1 Tablespoon coconut oil
1 bunch scallions, sliced into rings
2 Tablespoons soy sauce
1 teaspoon brown sugar
1 Tablespoon grated fresh ginger
1 teaspoon garlic, chopped fine
1 cup broth, chicken or vegetable
1 cup rice
4 pieces chicken or a 1/2 lb tofu crumbled
1/4 head shredded red cabbage
2 cups snow peas
1 large shitake mushroom thinly sliced
1 tablespoon sesame oil

Turn on Wally to high while you get everything ready. Put coconut oil in pot and add chicken. Fry chicken to sear, add rice and a 1/4 cup water. Shake to bottom of pot. Make sauce from peanut butter, soy sauce, sugar, ginger, garlic, scallion, and 2 Tablespoons of the broth. Drizzle some on the chicken. place cabbage as a layer on top, drizzle with sauce. Put snow peas and mushrooms on top of that. Pour rest of sauce on, cover, and bring to pressure, steam 5 mins. Cool under running water and serve.

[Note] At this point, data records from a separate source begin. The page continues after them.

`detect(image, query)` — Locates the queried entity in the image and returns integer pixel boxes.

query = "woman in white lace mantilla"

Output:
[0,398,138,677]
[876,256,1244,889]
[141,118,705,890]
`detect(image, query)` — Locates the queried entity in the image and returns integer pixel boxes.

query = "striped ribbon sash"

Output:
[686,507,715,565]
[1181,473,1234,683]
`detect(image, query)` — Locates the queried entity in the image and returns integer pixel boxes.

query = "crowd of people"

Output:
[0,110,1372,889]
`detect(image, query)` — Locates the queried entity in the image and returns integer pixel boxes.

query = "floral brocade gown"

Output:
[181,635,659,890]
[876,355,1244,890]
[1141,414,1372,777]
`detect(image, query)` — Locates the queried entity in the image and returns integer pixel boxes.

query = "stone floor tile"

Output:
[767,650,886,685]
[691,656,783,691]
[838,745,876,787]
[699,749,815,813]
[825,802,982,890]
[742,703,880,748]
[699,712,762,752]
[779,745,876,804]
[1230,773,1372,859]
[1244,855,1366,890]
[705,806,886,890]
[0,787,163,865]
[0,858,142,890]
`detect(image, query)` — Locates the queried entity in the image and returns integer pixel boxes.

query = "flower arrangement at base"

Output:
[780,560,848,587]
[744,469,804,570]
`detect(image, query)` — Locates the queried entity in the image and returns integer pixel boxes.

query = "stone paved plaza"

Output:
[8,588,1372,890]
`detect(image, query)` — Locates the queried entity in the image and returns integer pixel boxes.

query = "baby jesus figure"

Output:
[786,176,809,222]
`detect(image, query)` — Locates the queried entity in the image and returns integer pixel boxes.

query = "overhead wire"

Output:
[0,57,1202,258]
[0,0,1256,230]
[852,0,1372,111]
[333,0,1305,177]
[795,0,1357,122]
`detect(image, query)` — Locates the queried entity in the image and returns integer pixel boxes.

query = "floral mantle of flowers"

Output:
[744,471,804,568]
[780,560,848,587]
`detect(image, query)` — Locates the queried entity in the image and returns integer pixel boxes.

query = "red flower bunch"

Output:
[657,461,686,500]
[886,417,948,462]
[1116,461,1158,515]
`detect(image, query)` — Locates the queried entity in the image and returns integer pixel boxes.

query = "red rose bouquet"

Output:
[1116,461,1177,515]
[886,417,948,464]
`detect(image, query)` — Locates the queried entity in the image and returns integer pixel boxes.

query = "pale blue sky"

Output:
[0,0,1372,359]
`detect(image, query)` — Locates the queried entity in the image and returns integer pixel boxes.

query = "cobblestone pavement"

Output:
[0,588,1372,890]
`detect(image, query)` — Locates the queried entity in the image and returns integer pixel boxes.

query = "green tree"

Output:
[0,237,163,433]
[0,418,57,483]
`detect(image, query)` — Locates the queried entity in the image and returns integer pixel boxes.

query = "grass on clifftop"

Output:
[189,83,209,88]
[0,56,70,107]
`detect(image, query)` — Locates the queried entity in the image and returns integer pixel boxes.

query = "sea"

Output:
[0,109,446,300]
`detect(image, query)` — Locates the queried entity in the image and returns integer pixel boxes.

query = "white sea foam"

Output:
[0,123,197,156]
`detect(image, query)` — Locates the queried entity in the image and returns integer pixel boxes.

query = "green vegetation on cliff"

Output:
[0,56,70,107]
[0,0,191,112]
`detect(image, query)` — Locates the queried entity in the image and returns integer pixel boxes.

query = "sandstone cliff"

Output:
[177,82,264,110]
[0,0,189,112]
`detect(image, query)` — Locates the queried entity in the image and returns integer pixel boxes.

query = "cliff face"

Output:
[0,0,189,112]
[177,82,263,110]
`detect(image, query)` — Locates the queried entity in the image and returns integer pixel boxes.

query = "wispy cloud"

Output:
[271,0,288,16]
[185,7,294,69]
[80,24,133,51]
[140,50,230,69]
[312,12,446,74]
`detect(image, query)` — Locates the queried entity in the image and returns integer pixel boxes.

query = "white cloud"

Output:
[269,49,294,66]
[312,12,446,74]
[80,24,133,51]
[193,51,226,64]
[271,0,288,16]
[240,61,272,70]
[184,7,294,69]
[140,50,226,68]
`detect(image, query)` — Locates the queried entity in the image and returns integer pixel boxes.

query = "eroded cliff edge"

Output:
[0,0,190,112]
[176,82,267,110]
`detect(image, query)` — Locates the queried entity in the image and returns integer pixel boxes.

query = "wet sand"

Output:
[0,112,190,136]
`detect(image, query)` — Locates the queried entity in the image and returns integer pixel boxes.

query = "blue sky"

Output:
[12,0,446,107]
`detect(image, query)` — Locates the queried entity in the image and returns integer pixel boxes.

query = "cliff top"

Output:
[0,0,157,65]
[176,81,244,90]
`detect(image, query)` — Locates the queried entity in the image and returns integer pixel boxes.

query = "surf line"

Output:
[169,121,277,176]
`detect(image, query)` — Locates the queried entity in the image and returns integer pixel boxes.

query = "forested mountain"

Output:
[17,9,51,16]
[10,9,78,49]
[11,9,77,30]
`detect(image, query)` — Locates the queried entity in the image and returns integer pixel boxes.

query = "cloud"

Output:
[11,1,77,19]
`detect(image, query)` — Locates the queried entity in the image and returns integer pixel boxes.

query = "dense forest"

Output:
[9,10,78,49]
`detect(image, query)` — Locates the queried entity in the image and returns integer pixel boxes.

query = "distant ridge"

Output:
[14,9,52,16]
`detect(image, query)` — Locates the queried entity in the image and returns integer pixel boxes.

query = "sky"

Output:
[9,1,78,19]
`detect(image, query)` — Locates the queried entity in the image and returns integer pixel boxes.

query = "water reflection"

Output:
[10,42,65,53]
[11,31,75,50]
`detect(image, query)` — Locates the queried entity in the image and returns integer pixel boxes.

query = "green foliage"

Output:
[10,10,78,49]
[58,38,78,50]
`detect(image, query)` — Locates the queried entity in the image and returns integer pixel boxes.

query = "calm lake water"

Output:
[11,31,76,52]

(This one was disappointing after all the wonderful smells in preparation. Thee was too much cabbage and not enough diversity in texture. The essences seem to have blended to a bland sameness. I want to try this again but only pressure cooking the chicken and rice, then depressuring to add the rest of the veg and just a quick steam to keep the crispness. Add the sauce last.)